On November 21, 2002, the British Columbia Court of Appeal delivered a significant judgment in the securities class action Pearson et al v. Boliden et al. Madam Justice Newbury's decision, concurred in by Chief Justice Finch and Madam Justice Saunders, is the most recent consideration by an appellate court of the nature, scope and territorial effect for the statutory civil remedies for prospectus misrepresentation in provincial Securities Acts.

The facts underlying the action are that on June 10, 1997, an initial public offering of 60,917,216 of the issued shares of Boliden Limited was made by its parent company Trelleborg International BV which was a wholly-owned subsidiary of Trelleborg, AB. Nesbitt Burns, Inc. was the lead underwriter who organized a syndicate of 13 Canadian and 7 U.S./European investment dealers. A prospectus was prepared and filed in each of the Canadian provinces. Shares were also offered outside Canada by private placement in the U.S. and by an International Prospectus for distribution in Europe. Boliden is a Swedish company engaged in the business of mining and processing minerals and at the time of the offering operated a mine with a tailings dam in Spain. On April 25, 1998, several months after the public offering, the tailings dam ruptured sending 7,000,000 tons of toxic waste into the surrounding area.

The representative plaintiffs purchased Boliden shares in July, 1997. On October 20, 1998 they brought a class action in the B.C. Supreme Court alleging, inter alia, material misrepresentation or omission in the prospectus with respect to the condition of the tailings dam and pleading the statutory cause of action in British Columbia and its provincial counterparts. The defendants included Boliden, the two Trelleborg companies, the directors of Boliden and Nesbitt Burns.

The defendants agreed to certification of the statutory cause of action only and the common issues to be certified in return for the plaintiffs abandoning their common law causes of action. The remaining issues, among other things, were whether certain purchasers of the shares had a cause of action under the statutory prospectus misrepresentation provisions and as a result be included in the class. These purchasers included those who bought shares in the distribution outside of Canada; secondary market purchasers; and those who bought shares in the distribution but sold them prior to the dam failure. The chambers judge declined to decide these questions and deferred them for further summary judgment motions. The defendants appealed the decision.

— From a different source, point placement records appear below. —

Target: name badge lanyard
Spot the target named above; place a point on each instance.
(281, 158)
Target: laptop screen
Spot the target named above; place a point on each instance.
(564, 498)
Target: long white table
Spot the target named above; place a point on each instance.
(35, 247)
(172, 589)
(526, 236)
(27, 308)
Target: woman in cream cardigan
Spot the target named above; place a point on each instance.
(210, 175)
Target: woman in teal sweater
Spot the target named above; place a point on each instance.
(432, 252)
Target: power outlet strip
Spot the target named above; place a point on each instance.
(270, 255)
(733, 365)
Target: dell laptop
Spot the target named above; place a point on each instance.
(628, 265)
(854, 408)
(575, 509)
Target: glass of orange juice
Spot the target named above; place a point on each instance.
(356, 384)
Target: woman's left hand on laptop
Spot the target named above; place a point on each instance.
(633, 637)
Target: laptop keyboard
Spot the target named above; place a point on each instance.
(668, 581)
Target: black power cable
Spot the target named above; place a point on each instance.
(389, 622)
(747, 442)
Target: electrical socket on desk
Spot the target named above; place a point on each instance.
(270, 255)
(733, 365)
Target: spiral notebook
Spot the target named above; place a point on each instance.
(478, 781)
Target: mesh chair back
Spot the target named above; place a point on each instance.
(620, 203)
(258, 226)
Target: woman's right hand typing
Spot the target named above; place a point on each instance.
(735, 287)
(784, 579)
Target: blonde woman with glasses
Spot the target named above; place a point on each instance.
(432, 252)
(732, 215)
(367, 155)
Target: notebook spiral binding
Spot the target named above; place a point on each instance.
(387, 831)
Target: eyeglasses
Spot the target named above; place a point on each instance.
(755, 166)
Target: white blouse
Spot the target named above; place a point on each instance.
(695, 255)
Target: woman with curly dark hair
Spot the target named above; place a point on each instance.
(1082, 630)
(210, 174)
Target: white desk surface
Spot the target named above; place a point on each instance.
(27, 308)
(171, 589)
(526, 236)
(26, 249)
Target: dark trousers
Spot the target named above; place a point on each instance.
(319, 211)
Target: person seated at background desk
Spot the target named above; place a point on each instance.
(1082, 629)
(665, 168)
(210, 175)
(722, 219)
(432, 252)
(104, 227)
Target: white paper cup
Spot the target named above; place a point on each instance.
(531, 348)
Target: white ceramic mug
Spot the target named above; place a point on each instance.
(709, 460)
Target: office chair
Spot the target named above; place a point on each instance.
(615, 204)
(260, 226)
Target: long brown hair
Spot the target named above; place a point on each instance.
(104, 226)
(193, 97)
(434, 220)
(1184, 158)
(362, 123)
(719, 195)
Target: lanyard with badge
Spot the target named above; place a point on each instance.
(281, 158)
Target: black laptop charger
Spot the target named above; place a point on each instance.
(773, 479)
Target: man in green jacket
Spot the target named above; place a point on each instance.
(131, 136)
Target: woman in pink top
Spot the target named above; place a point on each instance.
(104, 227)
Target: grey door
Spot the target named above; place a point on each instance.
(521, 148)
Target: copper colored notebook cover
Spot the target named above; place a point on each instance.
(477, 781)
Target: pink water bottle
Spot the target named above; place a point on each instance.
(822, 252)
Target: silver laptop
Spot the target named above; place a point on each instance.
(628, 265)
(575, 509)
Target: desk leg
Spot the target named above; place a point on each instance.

Madam Justice Newbury, in a comprehensive review of the applicable provisions of the provincial Securities Acts and the case law, allowed the appeal. In particular, she determined that those who purchased shares outside Canada did not have a statutory cause of action in that the provincial Securities Acts had no application. Further, purchasers of shares on the secondary market did not have a statutory cause of action. This is the first appellate court decision in Canada to find that the statutory cause of action cannot be invoked by open market purchasers (except possibly in the Province of Manitoba). Finally, the Judge excluded from the class those persons who had purchased shares on the primary distribution but sold them prior to the failure of the tailings dam. Citing the Ontario decisions in Carom v. Bre-X Minerals et al, she found that any such shareholder's loss was caused by the prior sale and not by the event giving rise to the alleged misrepresentation.

D.G.S. Rae, Q.C. (corporate and commercial litigation, class actions) and A.D. Borrell (corporate and commercial litigation, class actions) of the Vancouver office of Fasken Martineau DuMoulin LLP appeared on behalf of Nesbitt Burns.